After October 1948, the major "ethnic cleansing" was completed but the hardships did not end for the Palestinians — "about 8,000 spent the whole of 1949 in the prison camps, others suffered physical abuse in the towns, and large numbers of Palestinians were harassed in numerous ways under the military rule that Israel now exerted over them.

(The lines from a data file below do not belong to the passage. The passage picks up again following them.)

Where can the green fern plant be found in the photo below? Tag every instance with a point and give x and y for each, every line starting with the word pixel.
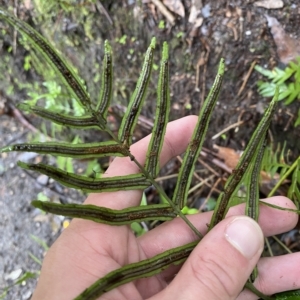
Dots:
pixel 95 115
pixel 288 81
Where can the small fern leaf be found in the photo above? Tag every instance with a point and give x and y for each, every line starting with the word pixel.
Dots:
pixel 193 150
pixel 143 269
pixel 160 212
pixel 136 101
pixel 161 116
pixel 87 150
pixel 252 197
pixel 235 178
pixel 82 122
pixel 106 87
pixel 73 82
pixel 86 184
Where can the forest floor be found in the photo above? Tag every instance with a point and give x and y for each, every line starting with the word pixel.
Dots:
pixel 236 30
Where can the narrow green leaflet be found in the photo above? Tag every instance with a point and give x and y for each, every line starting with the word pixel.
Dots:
pixel 106 87
pixel 235 178
pixel 53 58
pixel 136 101
pixel 107 184
pixel 194 148
pixel 289 295
pixel 160 212
pixel 143 269
pixel 87 150
pixel 82 122
pixel 252 197
pixel 161 116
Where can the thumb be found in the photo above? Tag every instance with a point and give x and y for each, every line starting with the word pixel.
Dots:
pixel 220 265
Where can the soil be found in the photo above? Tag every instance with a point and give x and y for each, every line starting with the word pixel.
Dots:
pixel 235 30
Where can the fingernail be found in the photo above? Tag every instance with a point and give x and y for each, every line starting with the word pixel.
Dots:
pixel 245 235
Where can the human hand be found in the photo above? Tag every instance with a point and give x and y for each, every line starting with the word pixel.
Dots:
pixel 217 268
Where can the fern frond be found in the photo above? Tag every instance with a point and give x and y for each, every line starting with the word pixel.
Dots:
pixel 194 148
pixel 86 184
pixel 235 178
pixel 106 87
pixel 136 101
pixel 114 217
pixel 81 122
pixel 86 150
pixel 161 115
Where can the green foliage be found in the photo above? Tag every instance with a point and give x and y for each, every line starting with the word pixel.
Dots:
pixel 288 81
pixel 94 115
pixel 24 277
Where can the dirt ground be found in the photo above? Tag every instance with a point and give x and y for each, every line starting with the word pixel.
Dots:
pixel 236 30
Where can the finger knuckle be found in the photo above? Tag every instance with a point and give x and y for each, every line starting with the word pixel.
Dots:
pixel 214 277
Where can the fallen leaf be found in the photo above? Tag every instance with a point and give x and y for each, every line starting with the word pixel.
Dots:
pixel 175 6
pixel 287 48
pixel 269 4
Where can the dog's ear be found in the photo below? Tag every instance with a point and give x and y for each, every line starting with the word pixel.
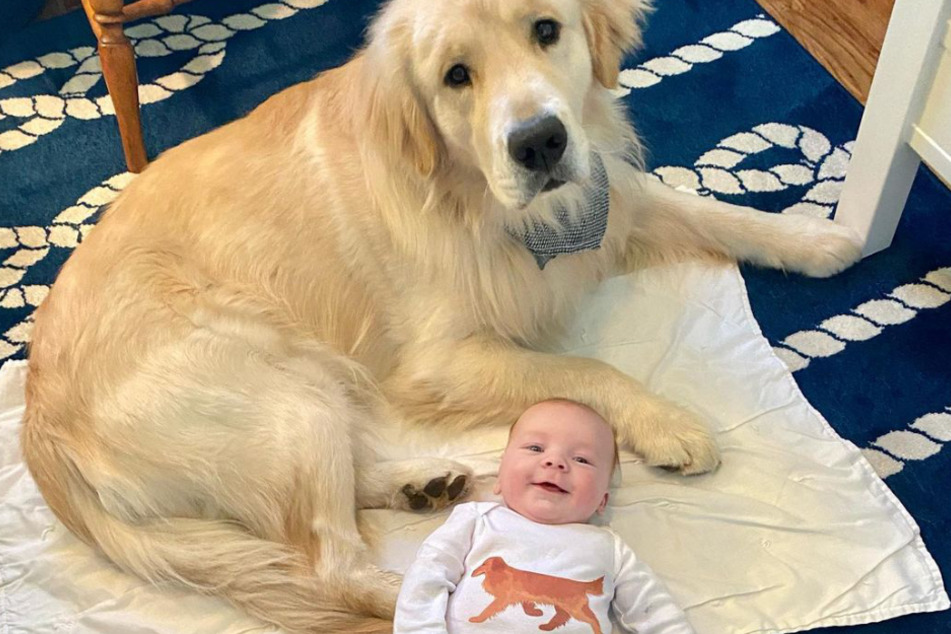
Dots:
pixel 396 113
pixel 613 27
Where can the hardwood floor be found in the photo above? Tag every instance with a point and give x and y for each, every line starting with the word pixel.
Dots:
pixel 844 35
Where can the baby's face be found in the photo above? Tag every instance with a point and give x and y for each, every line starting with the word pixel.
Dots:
pixel 557 466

Their houses continued to be looted, their fields confiscated, their holy places desecrated, and Israel violated such basic rights as their freedom of movement and expression, and of equality before the law." Today, more than seven million refugees languish in the ghettoised Occupied Territories (West Bank and Gaza Strip), or as second-class citizens inside Israel, or as camp-dwellers in neighbouring Arab states.

Yet this catastrophic crime does not exist in official Zionist history, which systematically denies the ethnic cleansing in favour of the tale of a heroic struggle to create a homeland for the Jews, settling an empty land, "making the deserts bloom" after the "voluntary transfer" of the Palestinian Arabs who temporarily left their homes to make way for invading Arab armies intent on destroying the fledgling Jewish state.

This official narrative, however, is myth piled on myth. Months before the intervention in May of heavily outnumbered and poorly-armed pan-Arab volunteer militia and armies, the Zionist forces had already forcibly expelled a quarter of a million Palestinians, destroyed two hundred villages and emptied scores of towns, stealing richly fertile land and a productive economy from their centuries-long Palestinian owners. The Jewish community never faced annihilation — the Palestinians, lacking serious Arab military aid and bereft of experienced political leadership and paramilitary fighting forces after their defeated 1936 revolt, did.

The fairy tale wins out over the reality, says Pappe, because to admit the ethnic cleansing of 1948 is to undermine Zionist ideology, the ideology that enabled the depopulation of half of Palestine's native people and which is still alive in the minds of a majority of Israeli Jews. It would also mean confronting the racist heart of Zionism that, Pappe shows, rationalised the Zionist dispossession of the Palestinian Arabs as "cleansing" the land of "sub-humans", along with other disturbingly close parallels to the "selections", labour camps and terror tactics faced by the Jewish victims of the Holocaust.

Pappe's history offers the "painful journey" into the past for Israeli Jews which, he argues, is the only way forward to peace for Palestinians and Israelis, dependant on acknowledgement of the crime of ethnic cleansing and the right for the unconditional return of the Palestinian refugees. Pappe's rigorous and humane history helps to uncover the ruined villages and homes, the lost lives and citrus groves, beneath the Israeli housing settlements, universities, tourist attractions, forests and theme parks which have literally buried the real history of 1948. Al Nakba is what the Palestinians call the ethnic cleansing of 1948. Al Nakba denial, as Pappe shows, is as much a failing of humanity as Holocaust denial.